Specifications

April 2012 v1 AMD Opteron™ 6200 Linux Tuning Guide
25
6.0 Useful Tools
This section lists some tools you may find helpful when analyzing performance and measuring power states.
CodeAnalyst
- Use CodeAnalyst for application profiling. For details, see http://developer.amd.com/tools/CodeAnalyst/
codeanalystlinux.
PAPI
- Performance Application Programming Interface (PAPI) enables a host of other university performance
tools using performance counters. The document defining the performance counters is the Bios and Kernel
Developer’s Guide (BKDG) for the specific CPU family. The BKDG is located at http://developer.amd.com.
cpufreq-utils
- A handy public utility for monitoring CPUs and can be found at: http://rpmfind.net/linux/rpm2html/search.
php?query=cpufrequtils.
- The cpufreq-aperf tool displays the current speed of the CPUs and shows if and when they boost.
- Instructions for using this tool are located at: http://www.thinkwiki.org/wiki/How_to_use_cpufrequtils.
turbostat
- reports processor topology, frequency, and idle power state statistics on modern X86 processors.
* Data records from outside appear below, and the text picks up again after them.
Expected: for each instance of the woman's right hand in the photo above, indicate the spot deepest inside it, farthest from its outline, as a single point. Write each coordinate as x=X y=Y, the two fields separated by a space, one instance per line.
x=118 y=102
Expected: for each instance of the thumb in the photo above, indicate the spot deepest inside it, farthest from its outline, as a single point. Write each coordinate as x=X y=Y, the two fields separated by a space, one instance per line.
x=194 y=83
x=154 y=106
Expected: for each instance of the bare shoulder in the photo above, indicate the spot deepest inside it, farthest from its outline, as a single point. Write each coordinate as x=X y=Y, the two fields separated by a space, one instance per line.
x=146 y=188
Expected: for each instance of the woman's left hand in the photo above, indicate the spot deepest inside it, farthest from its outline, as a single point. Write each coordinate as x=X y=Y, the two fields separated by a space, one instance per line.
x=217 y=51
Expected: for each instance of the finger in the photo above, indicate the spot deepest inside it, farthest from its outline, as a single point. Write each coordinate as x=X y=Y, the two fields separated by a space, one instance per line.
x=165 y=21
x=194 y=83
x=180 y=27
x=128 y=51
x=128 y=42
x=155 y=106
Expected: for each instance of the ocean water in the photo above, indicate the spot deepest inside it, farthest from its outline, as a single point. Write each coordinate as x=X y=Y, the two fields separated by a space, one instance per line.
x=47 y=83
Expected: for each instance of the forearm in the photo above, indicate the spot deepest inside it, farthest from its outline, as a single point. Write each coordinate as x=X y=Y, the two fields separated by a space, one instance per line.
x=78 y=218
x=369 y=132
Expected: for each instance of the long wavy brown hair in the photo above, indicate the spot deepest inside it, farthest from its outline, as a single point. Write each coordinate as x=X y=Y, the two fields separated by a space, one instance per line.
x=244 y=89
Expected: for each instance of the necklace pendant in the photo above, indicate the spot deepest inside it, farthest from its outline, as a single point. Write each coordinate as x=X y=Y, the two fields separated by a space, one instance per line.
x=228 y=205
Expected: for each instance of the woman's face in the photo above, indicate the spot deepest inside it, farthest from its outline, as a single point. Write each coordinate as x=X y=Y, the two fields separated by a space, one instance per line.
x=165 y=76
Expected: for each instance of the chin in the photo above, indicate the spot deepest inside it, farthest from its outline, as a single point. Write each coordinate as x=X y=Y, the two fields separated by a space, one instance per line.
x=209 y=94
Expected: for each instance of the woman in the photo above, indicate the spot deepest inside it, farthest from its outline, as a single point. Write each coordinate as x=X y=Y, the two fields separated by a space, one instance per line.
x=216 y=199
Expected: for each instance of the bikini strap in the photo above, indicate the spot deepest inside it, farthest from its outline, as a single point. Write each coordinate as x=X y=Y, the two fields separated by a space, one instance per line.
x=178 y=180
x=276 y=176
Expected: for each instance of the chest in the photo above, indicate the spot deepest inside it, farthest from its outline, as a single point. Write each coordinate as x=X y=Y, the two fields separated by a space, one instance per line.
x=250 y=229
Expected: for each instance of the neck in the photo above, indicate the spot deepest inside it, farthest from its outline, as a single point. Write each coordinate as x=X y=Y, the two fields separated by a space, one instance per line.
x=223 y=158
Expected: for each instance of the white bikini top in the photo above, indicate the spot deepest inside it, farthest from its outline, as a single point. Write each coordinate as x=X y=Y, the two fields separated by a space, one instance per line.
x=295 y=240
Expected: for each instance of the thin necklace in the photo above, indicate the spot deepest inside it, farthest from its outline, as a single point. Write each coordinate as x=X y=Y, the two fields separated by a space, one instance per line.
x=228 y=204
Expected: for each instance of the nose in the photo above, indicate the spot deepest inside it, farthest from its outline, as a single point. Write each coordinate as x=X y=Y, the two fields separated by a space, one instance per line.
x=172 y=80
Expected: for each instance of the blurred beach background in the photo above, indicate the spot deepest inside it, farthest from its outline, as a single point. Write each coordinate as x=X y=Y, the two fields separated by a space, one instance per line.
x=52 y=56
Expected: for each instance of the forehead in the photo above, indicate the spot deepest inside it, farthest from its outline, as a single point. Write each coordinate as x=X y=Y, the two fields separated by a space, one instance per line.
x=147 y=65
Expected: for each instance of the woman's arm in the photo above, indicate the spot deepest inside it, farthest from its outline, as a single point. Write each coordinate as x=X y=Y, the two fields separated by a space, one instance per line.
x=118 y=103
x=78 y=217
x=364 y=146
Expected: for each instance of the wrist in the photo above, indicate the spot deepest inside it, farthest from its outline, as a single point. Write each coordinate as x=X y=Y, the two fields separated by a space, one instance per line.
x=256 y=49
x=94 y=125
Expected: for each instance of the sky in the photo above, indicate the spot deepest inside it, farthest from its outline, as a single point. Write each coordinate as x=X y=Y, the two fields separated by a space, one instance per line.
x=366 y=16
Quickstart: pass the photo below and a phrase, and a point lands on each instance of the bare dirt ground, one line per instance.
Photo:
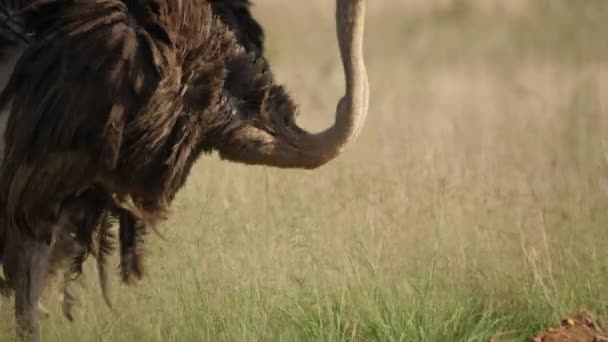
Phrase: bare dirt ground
(579, 327)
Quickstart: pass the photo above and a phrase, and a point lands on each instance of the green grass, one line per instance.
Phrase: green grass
(474, 206)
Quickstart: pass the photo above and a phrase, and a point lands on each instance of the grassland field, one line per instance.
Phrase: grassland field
(474, 206)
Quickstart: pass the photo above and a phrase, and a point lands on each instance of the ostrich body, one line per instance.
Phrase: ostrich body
(112, 101)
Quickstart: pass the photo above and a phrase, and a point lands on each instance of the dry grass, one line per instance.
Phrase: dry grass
(474, 205)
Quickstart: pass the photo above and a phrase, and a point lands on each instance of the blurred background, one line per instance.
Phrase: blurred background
(474, 206)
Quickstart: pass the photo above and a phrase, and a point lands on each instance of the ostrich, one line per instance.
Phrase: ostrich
(249, 34)
(97, 239)
(112, 102)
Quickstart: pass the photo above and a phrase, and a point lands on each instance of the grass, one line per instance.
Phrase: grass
(473, 207)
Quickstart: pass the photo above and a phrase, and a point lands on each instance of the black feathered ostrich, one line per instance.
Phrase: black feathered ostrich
(112, 102)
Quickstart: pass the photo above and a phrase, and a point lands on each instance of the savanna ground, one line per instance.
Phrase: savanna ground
(473, 207)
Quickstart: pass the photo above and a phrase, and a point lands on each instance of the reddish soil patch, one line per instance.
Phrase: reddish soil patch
(580, 327)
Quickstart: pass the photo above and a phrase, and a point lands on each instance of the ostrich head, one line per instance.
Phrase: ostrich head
(271, 136)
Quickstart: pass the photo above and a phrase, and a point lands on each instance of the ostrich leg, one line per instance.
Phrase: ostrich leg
(31, 267)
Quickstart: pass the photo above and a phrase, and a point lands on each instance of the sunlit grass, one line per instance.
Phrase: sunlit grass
(474, 206)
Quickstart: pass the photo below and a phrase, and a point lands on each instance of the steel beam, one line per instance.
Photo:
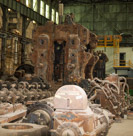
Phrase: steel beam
(22, 9)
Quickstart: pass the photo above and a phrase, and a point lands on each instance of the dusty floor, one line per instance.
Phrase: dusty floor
(125, 128)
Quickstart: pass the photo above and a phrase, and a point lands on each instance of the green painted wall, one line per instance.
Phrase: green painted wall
(105, 18)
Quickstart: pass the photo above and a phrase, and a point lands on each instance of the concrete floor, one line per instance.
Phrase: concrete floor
(125, 128)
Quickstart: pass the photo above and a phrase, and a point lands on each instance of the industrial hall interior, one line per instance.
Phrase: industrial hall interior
(66, 67)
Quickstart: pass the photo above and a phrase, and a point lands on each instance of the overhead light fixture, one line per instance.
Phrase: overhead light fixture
(9, 9)
(34, 22)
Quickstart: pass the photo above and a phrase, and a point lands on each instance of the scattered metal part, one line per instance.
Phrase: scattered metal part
(112, 93)
(74, 116)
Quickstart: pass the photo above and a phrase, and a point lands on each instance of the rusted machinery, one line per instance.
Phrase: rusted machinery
(23, 92)
(74, 116)
(112, 93)
(62, 52)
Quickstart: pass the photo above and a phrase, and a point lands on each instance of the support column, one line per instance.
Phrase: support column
(23, 43)
(4, 39)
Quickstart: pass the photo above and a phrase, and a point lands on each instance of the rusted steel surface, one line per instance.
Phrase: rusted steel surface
(75, 116)
(62, 52)
(23, 91)
(112, 93)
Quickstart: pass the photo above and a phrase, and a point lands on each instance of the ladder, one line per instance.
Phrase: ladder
(116, 52)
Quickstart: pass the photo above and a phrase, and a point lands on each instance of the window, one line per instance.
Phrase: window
(122, 59)
(35, 5)
(42, 7)
(47, 11)
(57, 18)
(27, 3)
(53, 15)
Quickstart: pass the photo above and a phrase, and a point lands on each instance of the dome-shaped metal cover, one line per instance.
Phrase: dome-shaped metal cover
(70, 97)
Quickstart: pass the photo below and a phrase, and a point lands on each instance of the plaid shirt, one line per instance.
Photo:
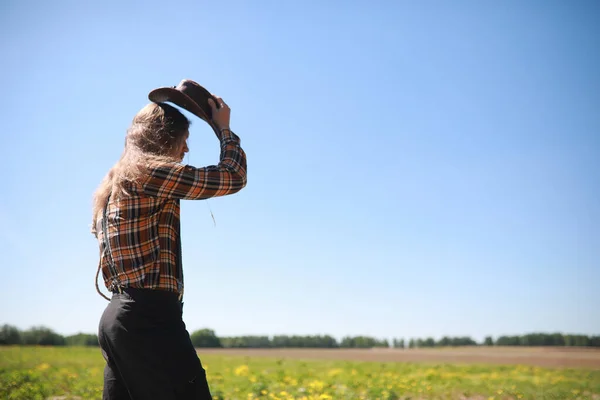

Either
command is forked and statistics are printed upon its completion, or statistics are printed periodically.
- requires that the processor support an “invariant” TSC, plus the APERF and MPERF MSRs. turbostat will
report idle CPU power state residency on processors that additionally support C-state residency counters.
- The source code is located at: http://lxr.free-electrons.com/source/tools/power/x86/turbostat/turbostat.c.
PowerTOP
- PowerTOP is a software utility designed to measure, explain, and minimize a computer’s electrical
power consumption. It was released in 2007 under the GPLv2 license. It works for Intel, AMD, ARM, and
UltraSPARC processors.
- PowerTOP analyzes the programs, device drivers, and kernel options running on a computer based on the
Linux and Solaris operating systems and estimates the power consumption resulting from their use. This
information can be used to pinpoint software that results in excessive power use.
- PowerTOP’s minimum kernel requirement is now Linux version 2.6.36, which includes the infrastructure that
is needed for performance; some of the features even require kernel version 2.6.37.